Environmental Emission Functions: $$\cal E_{ti}=z_{ti}E^{on}(p_{ti})+z_{ti}(1-z_{t-1,i})E_{ti}^{su}+(1-z_{ti})z_{t-1,i}E_{ti}^{sd};\forall i,t$$ where $$\cal E^e(p_{ti})=a_i^ep_{ti}^2+b^ep_{ti}+c^e+d^eexp(e^e_ip_{ti});\forall i,t$$

Constraints Specification
Minimum and maximum power capacities: $\cal z_{ti}p_{i}^{min}\le p_{ti}\le z_{ti}p_{i}^{max}$
Maximum ramp down and up rates: $\cal z_{ti}p_{t-1,i}-z_{ti}p_{ti}\le p_{i}^{down}$ and $z_{ti}p_{ti}-z_{t-1,i}p_{ti}\le p_{i}^{up}$
Mininmum operating (online/offline) durations: $\cal tt_{ti}^{ON}\ge tt_{i}^{OFF}$ and $tt_{ti}^{OFF}\ge tt_{i}^{OFF}$
Power supply and demand balance: $\cal \sum\limits_{i=1}^nz_{ti}p_{ti}=d_t$
Minimum available reserve: $\cal \sum\limits_{i=1}^nz_{ti}p_{ti}^{max}\ge (1+ r) d_t$

The MARL Framework

The framework MARL manifests the form of state $\cal S$, action $\cal A$, transition (probability) function $\cal P$ and reward $\cal R$.

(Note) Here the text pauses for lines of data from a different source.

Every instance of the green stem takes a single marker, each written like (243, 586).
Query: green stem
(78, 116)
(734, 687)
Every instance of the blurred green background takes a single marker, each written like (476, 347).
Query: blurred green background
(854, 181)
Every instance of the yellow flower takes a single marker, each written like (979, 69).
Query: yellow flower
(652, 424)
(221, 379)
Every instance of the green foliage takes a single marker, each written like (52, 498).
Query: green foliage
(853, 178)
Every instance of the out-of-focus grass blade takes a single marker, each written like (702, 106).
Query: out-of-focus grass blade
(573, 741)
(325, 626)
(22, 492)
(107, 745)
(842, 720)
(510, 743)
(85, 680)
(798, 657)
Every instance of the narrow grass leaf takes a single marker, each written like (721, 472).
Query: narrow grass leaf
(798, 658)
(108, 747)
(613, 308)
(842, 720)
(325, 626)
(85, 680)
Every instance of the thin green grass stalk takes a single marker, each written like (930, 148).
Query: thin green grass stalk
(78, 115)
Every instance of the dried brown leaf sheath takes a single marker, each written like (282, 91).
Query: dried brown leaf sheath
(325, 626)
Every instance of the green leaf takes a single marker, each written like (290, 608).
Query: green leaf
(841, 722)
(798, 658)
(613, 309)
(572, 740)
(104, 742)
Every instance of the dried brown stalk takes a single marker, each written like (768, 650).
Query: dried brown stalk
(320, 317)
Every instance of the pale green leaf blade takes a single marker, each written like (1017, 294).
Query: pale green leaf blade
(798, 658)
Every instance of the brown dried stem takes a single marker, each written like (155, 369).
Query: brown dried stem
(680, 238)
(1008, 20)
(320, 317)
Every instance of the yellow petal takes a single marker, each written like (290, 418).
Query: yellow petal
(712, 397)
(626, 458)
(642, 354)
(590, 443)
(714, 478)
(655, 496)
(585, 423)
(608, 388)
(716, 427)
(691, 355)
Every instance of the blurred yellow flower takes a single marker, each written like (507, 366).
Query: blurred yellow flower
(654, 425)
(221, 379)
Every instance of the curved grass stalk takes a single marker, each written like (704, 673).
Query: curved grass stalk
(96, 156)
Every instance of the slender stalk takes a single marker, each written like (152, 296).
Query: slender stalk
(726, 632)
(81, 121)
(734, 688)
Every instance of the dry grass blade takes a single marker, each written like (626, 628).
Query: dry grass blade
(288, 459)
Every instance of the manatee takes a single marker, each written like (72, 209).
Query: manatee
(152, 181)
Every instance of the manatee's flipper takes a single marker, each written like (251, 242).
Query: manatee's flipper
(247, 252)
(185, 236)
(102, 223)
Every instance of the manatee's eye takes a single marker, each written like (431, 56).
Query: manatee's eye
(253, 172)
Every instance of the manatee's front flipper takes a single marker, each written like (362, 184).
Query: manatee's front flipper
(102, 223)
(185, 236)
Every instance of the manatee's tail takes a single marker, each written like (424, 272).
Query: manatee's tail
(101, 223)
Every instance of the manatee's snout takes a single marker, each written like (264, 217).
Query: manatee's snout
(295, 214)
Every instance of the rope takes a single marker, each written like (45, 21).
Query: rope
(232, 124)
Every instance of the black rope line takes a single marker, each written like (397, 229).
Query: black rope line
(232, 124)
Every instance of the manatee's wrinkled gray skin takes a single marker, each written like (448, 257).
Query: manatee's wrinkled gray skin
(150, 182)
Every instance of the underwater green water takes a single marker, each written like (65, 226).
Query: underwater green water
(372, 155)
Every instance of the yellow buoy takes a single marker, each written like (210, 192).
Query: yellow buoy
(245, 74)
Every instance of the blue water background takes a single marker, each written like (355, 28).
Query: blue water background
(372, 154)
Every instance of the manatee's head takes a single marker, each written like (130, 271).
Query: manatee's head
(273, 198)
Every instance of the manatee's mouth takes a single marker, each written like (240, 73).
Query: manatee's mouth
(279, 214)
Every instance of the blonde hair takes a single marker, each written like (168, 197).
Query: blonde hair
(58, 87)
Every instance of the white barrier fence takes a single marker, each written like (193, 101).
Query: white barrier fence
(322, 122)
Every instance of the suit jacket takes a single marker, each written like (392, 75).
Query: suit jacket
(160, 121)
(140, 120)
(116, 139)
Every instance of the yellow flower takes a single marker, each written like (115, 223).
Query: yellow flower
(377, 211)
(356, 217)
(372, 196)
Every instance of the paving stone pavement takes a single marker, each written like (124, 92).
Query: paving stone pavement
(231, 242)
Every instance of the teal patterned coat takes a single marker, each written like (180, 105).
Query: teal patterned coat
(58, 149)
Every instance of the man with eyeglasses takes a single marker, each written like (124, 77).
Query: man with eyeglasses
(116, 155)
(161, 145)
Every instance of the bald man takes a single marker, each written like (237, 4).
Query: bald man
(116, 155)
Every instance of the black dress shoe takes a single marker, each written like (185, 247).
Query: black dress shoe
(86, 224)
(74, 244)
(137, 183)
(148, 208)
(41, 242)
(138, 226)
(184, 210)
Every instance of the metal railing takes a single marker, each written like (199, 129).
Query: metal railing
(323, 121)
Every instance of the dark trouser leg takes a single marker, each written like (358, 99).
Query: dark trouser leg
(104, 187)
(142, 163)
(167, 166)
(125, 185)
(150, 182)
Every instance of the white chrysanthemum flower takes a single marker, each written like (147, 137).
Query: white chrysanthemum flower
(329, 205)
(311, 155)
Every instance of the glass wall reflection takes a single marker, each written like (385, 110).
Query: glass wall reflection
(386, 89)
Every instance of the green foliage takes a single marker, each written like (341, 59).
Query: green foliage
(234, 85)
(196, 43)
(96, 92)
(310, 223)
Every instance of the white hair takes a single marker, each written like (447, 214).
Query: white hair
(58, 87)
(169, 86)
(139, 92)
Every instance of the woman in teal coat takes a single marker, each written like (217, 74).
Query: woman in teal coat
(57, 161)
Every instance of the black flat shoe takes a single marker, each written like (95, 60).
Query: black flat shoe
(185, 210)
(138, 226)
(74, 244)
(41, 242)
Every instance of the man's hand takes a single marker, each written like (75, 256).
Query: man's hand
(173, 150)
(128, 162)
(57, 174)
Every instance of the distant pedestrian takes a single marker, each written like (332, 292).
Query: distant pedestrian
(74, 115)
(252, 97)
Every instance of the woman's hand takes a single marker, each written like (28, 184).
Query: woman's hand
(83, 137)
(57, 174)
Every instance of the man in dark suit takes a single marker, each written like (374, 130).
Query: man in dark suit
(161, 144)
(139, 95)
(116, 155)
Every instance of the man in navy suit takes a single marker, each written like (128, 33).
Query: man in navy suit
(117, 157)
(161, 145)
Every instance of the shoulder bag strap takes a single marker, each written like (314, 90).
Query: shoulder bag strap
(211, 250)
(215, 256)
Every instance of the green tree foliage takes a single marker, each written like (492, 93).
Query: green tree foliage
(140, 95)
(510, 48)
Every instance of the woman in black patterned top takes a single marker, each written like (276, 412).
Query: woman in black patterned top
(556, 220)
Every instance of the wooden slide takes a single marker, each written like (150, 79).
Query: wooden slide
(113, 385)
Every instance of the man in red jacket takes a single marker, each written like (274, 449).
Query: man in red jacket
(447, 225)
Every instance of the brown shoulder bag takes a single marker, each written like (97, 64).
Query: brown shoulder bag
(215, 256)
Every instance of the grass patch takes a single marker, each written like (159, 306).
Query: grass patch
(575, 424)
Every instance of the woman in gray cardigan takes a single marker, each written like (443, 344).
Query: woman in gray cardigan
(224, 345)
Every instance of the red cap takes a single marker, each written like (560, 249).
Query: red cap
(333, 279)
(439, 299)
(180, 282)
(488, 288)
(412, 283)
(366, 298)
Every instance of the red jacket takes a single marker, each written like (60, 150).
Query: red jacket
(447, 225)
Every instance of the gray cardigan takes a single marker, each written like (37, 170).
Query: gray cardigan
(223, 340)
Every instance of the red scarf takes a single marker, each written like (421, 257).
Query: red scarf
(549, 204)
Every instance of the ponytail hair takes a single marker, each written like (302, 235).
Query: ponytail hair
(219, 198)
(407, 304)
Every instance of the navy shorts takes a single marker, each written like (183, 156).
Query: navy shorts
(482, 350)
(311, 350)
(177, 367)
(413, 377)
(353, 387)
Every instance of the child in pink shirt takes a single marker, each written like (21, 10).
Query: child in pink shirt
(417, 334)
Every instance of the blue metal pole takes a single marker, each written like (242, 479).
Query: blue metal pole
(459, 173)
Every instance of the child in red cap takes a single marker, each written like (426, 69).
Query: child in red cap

  • Planning Horizon: The scheduling horizon is an hourly divided day.
    • Timestep/Period: Each hour of a day is considered a timestep.
    • Episode: One cycle of determination of unit commitments and load dispatches for a day.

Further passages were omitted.